Como muchos otros alemanes, Doenitz estaba empezando a darse cuenta de los peligros que entrañaba el führerprinzip, o principio de la dictadura. Tal vez la naturaleza humana era incapaz de emplear el poder que emanaba de la dictadura, sin sucumbir a las tentaciones del abuso de la fuerza.
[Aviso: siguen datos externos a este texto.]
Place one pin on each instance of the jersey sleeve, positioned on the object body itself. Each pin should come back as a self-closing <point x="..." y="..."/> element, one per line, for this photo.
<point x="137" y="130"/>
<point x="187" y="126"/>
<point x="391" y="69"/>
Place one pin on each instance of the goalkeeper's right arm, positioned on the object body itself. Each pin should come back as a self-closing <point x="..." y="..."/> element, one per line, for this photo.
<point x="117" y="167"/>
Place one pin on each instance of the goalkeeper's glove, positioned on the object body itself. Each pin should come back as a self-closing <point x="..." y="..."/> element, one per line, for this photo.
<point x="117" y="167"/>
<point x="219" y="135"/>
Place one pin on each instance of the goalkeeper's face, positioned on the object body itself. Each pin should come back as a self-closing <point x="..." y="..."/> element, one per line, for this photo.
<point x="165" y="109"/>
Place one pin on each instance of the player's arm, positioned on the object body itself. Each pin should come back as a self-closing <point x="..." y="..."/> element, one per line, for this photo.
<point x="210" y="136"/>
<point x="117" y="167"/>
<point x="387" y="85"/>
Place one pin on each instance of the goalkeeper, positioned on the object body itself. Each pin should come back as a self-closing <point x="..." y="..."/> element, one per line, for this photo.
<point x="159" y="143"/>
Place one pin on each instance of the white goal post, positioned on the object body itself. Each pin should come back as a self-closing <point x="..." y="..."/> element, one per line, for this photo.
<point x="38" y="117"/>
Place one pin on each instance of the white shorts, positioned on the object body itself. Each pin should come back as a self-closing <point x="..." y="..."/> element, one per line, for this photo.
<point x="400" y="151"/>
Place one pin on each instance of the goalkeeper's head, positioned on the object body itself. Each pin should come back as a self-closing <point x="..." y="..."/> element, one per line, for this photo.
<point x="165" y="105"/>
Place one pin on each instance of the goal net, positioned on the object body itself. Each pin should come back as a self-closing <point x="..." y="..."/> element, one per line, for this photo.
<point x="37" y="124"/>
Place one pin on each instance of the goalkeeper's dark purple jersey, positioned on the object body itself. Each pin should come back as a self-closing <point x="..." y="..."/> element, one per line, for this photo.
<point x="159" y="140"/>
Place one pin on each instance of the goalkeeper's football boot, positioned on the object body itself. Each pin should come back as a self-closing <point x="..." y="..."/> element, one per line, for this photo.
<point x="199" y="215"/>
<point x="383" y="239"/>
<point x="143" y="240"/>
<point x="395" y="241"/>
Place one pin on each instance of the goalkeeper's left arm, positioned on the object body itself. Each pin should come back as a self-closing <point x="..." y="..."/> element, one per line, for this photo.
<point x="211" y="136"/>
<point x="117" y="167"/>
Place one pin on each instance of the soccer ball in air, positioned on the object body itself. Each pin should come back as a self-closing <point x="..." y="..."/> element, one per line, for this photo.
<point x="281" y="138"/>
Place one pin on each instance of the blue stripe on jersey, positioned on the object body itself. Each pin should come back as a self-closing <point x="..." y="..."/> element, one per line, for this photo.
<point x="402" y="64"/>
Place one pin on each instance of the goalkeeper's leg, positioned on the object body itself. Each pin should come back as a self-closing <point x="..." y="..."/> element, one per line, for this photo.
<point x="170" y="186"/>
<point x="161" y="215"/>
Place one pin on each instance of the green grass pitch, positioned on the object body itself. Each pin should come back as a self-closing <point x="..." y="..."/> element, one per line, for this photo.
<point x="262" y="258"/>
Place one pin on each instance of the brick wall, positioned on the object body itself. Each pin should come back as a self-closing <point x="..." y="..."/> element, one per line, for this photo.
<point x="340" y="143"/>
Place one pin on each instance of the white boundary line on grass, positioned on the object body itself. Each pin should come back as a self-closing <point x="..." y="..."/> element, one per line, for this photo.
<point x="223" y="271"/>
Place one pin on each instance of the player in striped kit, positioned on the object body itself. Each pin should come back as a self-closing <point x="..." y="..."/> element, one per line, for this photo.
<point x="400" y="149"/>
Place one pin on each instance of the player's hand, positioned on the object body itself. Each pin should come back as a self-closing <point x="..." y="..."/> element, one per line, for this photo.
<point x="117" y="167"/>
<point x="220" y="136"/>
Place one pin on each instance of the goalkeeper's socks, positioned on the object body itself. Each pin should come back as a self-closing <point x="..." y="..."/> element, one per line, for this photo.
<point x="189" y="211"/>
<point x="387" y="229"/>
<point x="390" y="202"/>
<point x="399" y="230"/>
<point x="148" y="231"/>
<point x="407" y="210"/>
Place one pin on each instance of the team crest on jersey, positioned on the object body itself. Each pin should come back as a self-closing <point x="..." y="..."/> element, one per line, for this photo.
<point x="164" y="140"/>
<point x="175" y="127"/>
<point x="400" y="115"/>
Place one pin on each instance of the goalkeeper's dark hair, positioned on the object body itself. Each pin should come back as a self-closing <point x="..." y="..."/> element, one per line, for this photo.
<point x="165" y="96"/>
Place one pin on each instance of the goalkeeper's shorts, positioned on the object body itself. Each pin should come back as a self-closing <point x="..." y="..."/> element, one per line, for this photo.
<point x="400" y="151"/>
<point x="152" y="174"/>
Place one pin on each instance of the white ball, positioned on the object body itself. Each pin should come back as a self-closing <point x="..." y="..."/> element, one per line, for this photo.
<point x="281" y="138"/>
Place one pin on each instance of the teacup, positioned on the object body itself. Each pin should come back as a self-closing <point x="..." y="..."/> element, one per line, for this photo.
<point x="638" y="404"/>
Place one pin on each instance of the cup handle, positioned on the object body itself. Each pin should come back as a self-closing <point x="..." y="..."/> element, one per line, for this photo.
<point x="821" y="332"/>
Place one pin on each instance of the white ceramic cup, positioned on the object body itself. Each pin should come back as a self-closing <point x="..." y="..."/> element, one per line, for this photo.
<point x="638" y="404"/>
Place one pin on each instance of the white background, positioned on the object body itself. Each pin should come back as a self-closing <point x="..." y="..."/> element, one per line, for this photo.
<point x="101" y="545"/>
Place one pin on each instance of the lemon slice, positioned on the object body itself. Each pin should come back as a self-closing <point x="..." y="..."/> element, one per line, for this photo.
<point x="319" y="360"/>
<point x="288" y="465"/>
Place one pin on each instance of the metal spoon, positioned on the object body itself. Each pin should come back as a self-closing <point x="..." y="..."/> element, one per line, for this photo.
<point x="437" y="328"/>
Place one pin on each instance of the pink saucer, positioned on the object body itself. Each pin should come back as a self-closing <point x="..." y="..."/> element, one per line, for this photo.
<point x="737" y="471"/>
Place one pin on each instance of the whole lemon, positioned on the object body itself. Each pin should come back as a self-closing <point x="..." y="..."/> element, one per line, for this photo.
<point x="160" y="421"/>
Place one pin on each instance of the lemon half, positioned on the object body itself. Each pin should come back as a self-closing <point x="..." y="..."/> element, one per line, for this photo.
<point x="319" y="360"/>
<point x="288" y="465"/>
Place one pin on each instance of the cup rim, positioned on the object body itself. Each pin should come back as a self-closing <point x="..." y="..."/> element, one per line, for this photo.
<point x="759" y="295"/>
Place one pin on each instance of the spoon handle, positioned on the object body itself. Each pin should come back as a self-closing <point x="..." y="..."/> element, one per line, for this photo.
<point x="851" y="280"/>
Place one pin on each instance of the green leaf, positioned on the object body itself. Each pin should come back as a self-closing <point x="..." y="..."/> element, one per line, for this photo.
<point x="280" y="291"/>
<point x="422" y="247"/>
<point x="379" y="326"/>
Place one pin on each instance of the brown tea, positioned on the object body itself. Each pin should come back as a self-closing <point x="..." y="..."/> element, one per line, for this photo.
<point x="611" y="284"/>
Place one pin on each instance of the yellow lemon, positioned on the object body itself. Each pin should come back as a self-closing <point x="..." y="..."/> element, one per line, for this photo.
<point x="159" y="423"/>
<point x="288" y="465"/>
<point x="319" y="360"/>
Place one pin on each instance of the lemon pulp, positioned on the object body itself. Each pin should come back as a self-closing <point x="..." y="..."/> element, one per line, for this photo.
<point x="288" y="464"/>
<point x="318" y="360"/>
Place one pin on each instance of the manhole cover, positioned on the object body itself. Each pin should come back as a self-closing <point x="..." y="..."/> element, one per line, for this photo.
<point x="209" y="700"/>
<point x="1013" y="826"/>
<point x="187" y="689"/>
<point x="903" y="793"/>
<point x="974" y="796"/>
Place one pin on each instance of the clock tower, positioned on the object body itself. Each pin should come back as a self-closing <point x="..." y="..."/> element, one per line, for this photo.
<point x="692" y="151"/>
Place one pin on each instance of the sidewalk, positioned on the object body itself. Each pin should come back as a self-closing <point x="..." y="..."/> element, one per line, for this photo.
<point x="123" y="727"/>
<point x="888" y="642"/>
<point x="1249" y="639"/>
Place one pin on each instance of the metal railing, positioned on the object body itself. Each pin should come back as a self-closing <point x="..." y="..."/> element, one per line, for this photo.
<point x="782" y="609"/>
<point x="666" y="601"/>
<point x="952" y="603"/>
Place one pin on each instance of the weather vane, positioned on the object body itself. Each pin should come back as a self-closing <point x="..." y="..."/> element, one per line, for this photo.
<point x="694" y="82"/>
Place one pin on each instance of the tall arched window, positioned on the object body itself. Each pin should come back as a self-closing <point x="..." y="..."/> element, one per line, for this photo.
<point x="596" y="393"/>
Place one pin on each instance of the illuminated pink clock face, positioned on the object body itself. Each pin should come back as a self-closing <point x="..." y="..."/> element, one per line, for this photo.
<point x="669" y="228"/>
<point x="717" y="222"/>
Cuando hubo concluido el discurso dirigido a los oficiales, el almirante se sintió abrumado por las dudas. Volvió a leerlo brevemente, dobló el papel con lentitud, y luego lo introdujo en un cajón, que cerró cuidadosamente con llave.

AGRADECIMIENTOS

Con objeto de reunir el material para este libro, mi esposa Toshiko y yo hemos viajado más de ciento sesenta mil kilómetros, a través de veintiún países, entre los que se cuentan cinco situados tras el Telón de Acero. Nos trasladamos a una prisión de Munich, para entrevistarnos con el general Wolff, a la residencia de Bernadotte, en las cercanías de Estocolmo; a la Casa de las Conchas, en Copenhague; a la Ciudadela de Budapest; al Ghetto de Varsovia; a Dachau, Buchenwald, Auschwitz y Sachsenhausen; al Stalag Luft III, que es ahora un páramo donde sólo se levanta un monumento erigido por el Gobierno polaco en memoria de los hombres de Sagan; al Stalag IIA, que domina la población de Neubrandenburg, y que es ahora un campamento de instrucción del Ejército Alemán.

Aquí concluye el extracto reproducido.